Crisi, mutui e pignoramenti : continuano le difficoltà
Scritto da Gianluca Midili Lunedì 27 Ottobre 2008 00:00
35.000 case pignorate a causa dell' aumento dei tassi sui mutui
Aumentano i pignoramenti in tempi di crisi ma se sono mezzo milione le famiglie a rischio insolvenza, solo 35.000 finiscono ogni anno col perdere seriamente la casa. Sia il censis che l'antitrust sono concordi sulle cause. Di questi tempi i pignoramenti sono una diretta conseguenza dell' aumento dei tassi sui mutui che, in alcuni casi, hanno addirittura fatto raddoppiare le rate ai mutuatari che avevo sottoscritto un mutuo a tasso variabile. E a volte non basta ridurre tutte le spese, da quelle superflue come le vacanze o l'abbigliamento a quelle necessarie come gli alimenti, per riparare la propria casa dal rischio pignoramento.

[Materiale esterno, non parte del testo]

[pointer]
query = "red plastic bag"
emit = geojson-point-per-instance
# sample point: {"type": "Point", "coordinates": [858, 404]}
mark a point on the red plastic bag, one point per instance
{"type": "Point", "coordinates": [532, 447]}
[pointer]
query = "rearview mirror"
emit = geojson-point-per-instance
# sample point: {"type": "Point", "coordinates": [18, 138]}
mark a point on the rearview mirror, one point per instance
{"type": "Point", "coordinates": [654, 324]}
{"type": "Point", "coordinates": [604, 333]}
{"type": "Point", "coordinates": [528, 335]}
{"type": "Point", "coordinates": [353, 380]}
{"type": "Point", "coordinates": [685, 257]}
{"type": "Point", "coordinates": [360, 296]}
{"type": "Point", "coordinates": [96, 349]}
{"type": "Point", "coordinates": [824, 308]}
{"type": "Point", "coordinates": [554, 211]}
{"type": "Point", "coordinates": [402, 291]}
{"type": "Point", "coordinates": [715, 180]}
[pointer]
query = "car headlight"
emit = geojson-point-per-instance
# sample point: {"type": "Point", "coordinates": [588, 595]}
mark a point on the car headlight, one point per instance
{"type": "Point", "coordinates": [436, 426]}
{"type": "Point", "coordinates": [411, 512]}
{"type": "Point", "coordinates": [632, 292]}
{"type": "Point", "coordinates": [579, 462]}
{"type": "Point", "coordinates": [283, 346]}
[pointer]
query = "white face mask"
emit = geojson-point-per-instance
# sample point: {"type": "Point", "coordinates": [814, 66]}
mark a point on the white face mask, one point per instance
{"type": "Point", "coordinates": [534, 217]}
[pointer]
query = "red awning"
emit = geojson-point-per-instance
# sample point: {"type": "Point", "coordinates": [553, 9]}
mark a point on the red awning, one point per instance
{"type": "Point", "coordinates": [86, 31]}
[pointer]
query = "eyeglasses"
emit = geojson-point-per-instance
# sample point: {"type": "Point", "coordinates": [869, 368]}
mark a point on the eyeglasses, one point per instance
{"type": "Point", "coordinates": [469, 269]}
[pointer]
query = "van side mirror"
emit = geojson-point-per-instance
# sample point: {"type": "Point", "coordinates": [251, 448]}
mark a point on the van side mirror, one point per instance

Per questo motivo forse, se lo scorso anno la maggior parte dei mutui sottoscritti erano a tasso variabile, oggi la tendenza è opposta. Su 10 mutui 8 sono richieste di mutuo a tasso fisso. In genere la rata è più alta certo, ma di certo non si rischiano brutte sorprese a fine mese, in quanto indipendentemente dalle oscillazioni di mercato la rata del mutuo a tasso fisso resterà costante per tutta la durata del mutuo.
Cosa fare per non perdere la casa
Chi invece si era lasciato tentare dalla rata quando i tassi erano ai minimi e per questo ha sottoscritto un mutuo a tasso variabile oggi ha diverse soluzioni per far fronte al problema e mettersi al riparo dal rischio di vedersi la casa pignorata. Sempre che la rata sia aumentata fino a diventare insostenibile.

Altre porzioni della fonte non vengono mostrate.